Some types of pediatric tumors, such as neuroblastomas, exhibit a more benign course in those cases that develop prenatally; however, little is known about the characteristic clinical features of prenatally identified IHHE. In our study, we found no significant differences in the clinical behavior between the antenatally detected cases compared to the others. However, because IHHE can be diagnosed by routine antenatal US [16], careful examination of the fetal liver mass can aid the postnatal diagnosis of IHHE and may help avoid the unnecessary irradiation of a CT scan.

Serum AFP levels are usually normal in patients with IHHE [17]; they have to be determined before a definitive diagnosis is made because IHHE is sometimes misdiagnosed radiologically as a necrotic hepatoblastoma [18]. In addition, the serum AFP level should be interpreted considering the infants’ age. Urbach et al. reported a neonate with a large liver mass and elevated serum AFP, initially misdiagnosed as a hepatoblastoma, which turned out to be IHHE after a biopsy; the authors realized that the AFP was actually within normal limits for a neonate [19]. In our study, the AFP levels were elevated in two patients but had returned to normal at the follow-up examination, and the diagnosis of IHHE was unchanged. For one patient (no. 16), however, a hepatoblastoma was considered as the initial diagnosis despite radiologic findings suggestive of IHHE. There are a few case reports of IHHE with elevated serum AFP levels [20]; however, our case showed the highest level of serum AFP reported in a patient with IHHE. The etiology of an elevated serum AFP level with IHHE is unclear. Although two of three patients with bilobar disease showed elevated levels of the serum AFP in this study, no correlation has been reported between the serum AFP level and the extent of the tumor [21].
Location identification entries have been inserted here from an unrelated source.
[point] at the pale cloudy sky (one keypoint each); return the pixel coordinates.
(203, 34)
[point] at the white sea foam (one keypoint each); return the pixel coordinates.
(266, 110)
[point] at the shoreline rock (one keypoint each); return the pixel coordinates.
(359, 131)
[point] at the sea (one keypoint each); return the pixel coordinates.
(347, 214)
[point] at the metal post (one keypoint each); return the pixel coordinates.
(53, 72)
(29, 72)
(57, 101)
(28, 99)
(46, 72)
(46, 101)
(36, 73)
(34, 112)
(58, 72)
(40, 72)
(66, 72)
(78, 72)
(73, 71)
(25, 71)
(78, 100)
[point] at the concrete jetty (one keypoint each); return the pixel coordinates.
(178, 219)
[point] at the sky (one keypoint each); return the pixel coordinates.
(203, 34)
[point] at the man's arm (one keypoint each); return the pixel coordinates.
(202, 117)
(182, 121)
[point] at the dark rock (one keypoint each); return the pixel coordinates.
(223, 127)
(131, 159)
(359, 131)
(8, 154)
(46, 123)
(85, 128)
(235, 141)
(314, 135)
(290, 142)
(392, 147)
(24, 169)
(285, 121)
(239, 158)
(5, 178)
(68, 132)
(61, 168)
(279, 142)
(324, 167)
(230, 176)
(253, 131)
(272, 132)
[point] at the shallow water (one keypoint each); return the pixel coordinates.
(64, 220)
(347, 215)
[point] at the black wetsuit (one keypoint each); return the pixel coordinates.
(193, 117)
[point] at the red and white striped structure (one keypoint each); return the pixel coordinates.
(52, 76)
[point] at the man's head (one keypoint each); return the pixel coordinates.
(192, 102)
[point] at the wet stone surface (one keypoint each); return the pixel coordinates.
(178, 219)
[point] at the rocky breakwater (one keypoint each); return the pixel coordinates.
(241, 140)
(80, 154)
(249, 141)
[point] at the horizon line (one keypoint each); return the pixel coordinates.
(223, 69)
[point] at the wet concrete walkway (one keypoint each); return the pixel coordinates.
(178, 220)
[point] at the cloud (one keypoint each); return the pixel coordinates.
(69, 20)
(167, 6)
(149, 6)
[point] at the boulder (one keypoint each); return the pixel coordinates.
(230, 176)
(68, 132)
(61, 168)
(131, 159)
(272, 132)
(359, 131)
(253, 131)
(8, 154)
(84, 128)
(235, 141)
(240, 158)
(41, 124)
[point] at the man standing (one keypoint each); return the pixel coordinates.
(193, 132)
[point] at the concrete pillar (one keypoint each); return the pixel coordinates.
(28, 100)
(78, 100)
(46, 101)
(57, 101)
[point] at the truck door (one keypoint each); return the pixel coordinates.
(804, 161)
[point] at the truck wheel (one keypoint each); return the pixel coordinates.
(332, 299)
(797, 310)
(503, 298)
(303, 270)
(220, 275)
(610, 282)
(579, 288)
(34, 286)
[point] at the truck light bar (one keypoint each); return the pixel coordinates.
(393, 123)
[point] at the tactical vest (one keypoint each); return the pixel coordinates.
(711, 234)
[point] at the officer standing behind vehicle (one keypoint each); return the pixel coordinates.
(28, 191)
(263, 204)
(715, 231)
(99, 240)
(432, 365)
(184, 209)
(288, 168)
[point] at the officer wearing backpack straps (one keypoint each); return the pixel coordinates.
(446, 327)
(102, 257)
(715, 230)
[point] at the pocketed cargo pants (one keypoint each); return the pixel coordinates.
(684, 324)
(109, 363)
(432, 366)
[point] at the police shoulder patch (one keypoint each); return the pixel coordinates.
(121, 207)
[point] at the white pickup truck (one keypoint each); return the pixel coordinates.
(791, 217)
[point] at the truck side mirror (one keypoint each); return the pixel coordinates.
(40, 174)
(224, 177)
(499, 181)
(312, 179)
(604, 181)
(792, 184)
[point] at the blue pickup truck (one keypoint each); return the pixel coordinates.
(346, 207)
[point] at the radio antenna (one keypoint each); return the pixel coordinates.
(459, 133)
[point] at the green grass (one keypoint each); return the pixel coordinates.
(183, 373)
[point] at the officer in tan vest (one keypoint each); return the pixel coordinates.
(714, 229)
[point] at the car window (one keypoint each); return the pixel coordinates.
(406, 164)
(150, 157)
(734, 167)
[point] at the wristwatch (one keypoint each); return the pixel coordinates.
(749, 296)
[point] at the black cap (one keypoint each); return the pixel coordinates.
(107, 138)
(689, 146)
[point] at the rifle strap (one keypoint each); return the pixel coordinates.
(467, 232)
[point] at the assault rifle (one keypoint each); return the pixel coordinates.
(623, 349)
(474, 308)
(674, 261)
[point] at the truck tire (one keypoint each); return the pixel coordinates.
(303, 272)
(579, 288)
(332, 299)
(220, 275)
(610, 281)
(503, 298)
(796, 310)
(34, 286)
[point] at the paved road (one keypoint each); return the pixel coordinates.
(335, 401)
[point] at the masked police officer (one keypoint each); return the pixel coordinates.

Traditionally, two histologic types have been described for IHHE. The more common type 1 IHHE is known to be a benign tumor, and type 2 IHHE may resemble an angiosarcoma. In Dehner and Ishak’s series, the mortality rate was higher for patients with type 2 tumors [22]. Daller et al. reported a metastatic angiosarcoma in a patient with type 2 IHHE [9]. However, a recent series suggested that the histopathology of the tumor does not seem to correlate with the patient’s prognosis [6]. Although the histopathologic type was not determined in six of our patients, considering the disease course (five complete regression, one in regression), the likelihood of a disease relapse in these patients seems to be low.

Conclusions

Asymptomatic IHHE is predicted to regress spontaneously, but the time required for complete regression is unpredictable. For symptomatic and resectable IHHE, surgical resection can offer immediate, definitive cure; however, one of our patients died after surgery owing to uncontrollable bleeding. Symptomatic, unresectable IHHE requires a multimodal approach to induce tumor regression, and the outcome cannot be guaranteed. Serum AFP levels are usually within normal limits but are elevated in some patients with IHHE.